Background
I am assisting a non-profit with a translation system that they use to translate documents into dozens of languages. The system presents a translator with a single sentence pair at a time. The top sentence is the source English sentence while the bottom sentence is a machine produced pre-translated sentence in the target language. See Figure 1.
This approach saves a lot of eye-wandering to keep finding the correct place in the text as a translator needs to jump back-and-forth between the original and translated text. It also focuses the translator’s attention on a single sentence at a time. Even so, a translator can simply hit the ‘+’ button to widen the context to as many sentences as needed.
The system breaks down a huge task into many small conquerable pieces (translation is a daunting task in general). By breaking the task down into sentence-sized pieces, it becomes less intimidating for a translator.
Having a pre-translated sentence saves a lot on typing and thinking time as all words/phrases are often present. The translator’s main effort goes into rearranging words/phrases and adding/removing a word here and there.
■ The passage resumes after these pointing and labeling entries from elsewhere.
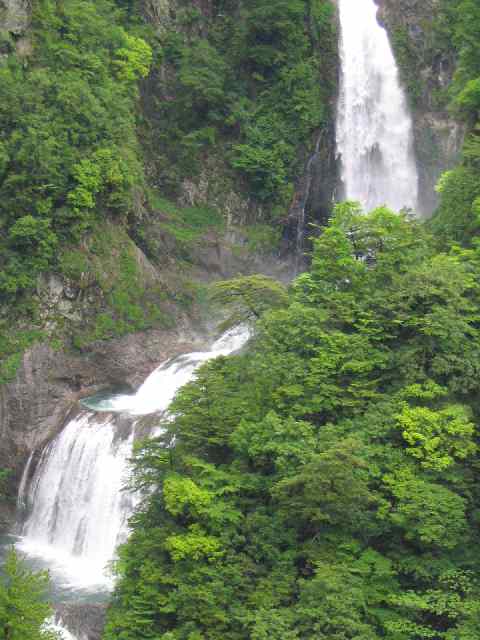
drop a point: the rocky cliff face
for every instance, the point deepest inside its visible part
(427, 64)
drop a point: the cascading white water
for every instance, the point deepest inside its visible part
(374, 127)
(79, 513)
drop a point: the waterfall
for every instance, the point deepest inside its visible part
(374, 127)
(78, 513)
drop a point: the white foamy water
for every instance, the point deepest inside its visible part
(54, 625)
(160, 387)
(374, 127)
(78, 511)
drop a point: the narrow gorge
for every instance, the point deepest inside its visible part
(253, 129)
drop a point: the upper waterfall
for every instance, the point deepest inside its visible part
(374, 127)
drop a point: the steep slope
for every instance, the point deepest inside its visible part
(422, 38)
(147, 148)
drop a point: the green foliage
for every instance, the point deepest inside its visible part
(23, 602)
(69, 154)
(252, 83)
(248, 297)
(324, 483)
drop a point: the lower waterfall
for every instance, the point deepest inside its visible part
(77, 511)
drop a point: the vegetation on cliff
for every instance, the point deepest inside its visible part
(458, 216)
(245, 83)
(324, 484)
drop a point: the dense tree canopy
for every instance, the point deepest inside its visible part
(325, 483)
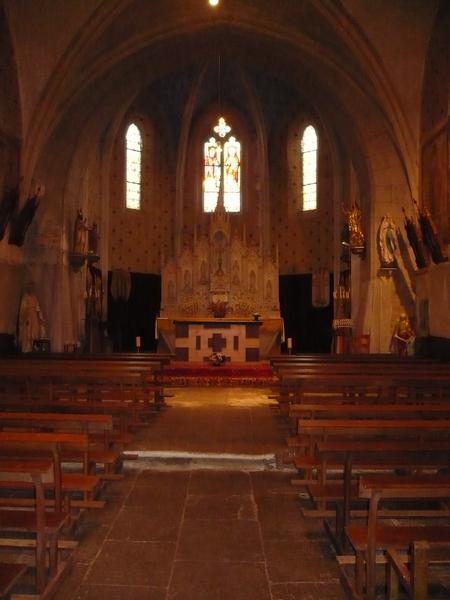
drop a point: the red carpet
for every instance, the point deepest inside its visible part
(225, 374)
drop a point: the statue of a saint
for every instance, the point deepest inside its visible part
(93, 239)
(356, 235)
(403, 336)
(22, 220)
(79, 234)
(387, 243)
(31, 321)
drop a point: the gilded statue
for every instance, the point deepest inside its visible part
(79, 234)
(356, 235)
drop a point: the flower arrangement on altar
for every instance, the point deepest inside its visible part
(217, 358)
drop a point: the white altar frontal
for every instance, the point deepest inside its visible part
(237, 340)
(219, 293)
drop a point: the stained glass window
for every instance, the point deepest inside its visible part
(222, 160)
(309, 146)
(232, 179)
(133, 167)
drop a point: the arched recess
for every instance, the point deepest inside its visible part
(432, 284)
(11, 258)
(435, 131)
If the translator prefers to translate in the traditional way, he/she can simply click/tap the ‘Clear’ button and translate the sentence from scratch.
The system also allows for multiple translators to proofread a document and ‘cast their votes’ or make additional changes. In the end, the system knows which rendition of a sentence has the top number of votes and automatically includes the top-voted edit (which will be highlighted) in the output document. See Figure 2.
If a translation engine for a specific language has not been trained yet, a translator can still get all the other benefits of the system by simply translating the presented English sentence from scratch, in other words without the benefit of a pre-translated sentence. In such cases the second sentence presented is just another copy of the English source sentence (which the translator clears and translates from scratch).
Pre-translations are generated by a neural machine translation algorithm. When a sufficient parallel corpus is available for a specific language an associated engine is created. The system also captures metrics on the performance of translators.
Visualization story
I am sometimes met with skepticism about the value of having a pre-translation presented to a translator. The argument is that translators are then required to first read the pre-translated sentence, wasting time and energy in the process. It will take less effort to just allow translators to translate each sentence from scratch. Word artists as they are, they would prefer this creative freedom anyway.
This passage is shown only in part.